It's hard, I mean I know I fear that "losing everything" feeling, feeling selfish and so on but ultimately, at the end of the day, you have to do what is best for YOU and remaining in this shadow of a life is going to kill you.
Ultimately, while it's less than ideal to have such little support from your other half, it's something a lot of trans people have to go through to become their true selves. It SUCKS and it's not fair, but some people put far too much stock in gender when it comes to their partners and it's unfair to force them to stay if they're uncomfortable.
on the other hand, it's pretty unfair I think for a partner to force you to stay "in the closet" when they should be able to see the harm it's doing.
At the end of the day, this isn't about THEM, it's about YOU and you have to put yourself first.
Maybe he'll adapt, maybe he won't, but remaining as you are doesn't sound like it's at all tolerable and as time wears on it'll just cause resentment between you anyway.
I really wish it was possible to wave a magic wand and make everything good and right but sadly life just isn't like that.
I'm very fortunate I suppose in that my partner is bi just like I am, had he been straight he'd be running a mile i'm sure.
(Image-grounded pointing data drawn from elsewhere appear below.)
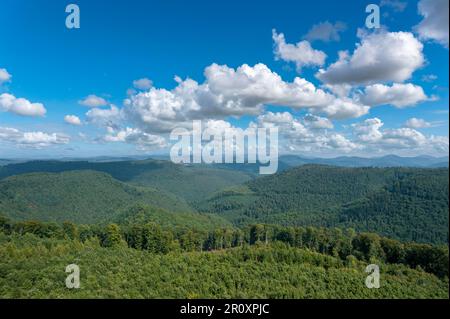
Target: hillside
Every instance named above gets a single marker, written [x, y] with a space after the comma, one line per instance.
[405, 203]
[295, 263]
[89, 197]
[190, 182]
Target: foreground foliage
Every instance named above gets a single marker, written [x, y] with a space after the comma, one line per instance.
[31, 267]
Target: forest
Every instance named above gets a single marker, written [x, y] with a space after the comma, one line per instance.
[257, 261]
[306, 232]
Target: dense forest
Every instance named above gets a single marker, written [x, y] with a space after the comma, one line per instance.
[258, 261]
[402, 203]
[152, 229]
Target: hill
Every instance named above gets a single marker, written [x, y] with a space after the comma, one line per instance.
[90, 197]
[404, 203]
[148, 263]
[190, 182]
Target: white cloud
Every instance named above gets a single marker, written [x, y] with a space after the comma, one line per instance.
[302, 54]
[396, 5]
[308, 134]
[400, 95]
[143, 84]
[416, 123]
[142, 140]
[317, 122]
[326, 31]
[93, 101]
[31, 139]
[434, 25]
[258, 85]
[105, 117]
[225, 92]
[72, 119]
[429, 77]
[4, 76]
[372, 138]
[343, 108]
[380, 57]
[21, 106]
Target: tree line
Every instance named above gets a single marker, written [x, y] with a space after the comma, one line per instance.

And even being bi he's uncertain about all this as he's never been intimate with a guy and it's a big change.
I still worry it'll be "too much" and he won't be able to do it.
I can already sense him tensing up when I mention changes I look forward to, and he's started growing his beard out which is totally a power move of "masculine machoness" lol. Cismen are so ridiculous.
Seriously, I get the real feeling he thinks me transitioning is somehow going to detract from his own masculinity, like, if I have better facial hair or chest hair it somehow makes him "less of a man" and i'm like "honey, look at it this way, you'll always have a bigger dick!" which seemed to cheer him up a bit.
Anyway i'm rambling.
Point is, it's a huge change in the relationship and most couples sadly don't weather that storm. But I remind you, your mental health is MORE IMPORTANT.
and it's not your fault. Don't feel guilty, don't feel selfish, don't ever let yourself feel like you're a burden. That's depression being a jerk and lying to you. I know that's hard, to tell yourself it's okay to take the plunge and throw everything into chaos but hey, sometimes you need to strip away dead wood to grow. Great forests grow from scorched ground.
You can do this. You've survived this long, you're STRONG. You can do this.
And when you stumble, we'll all be here to help okay?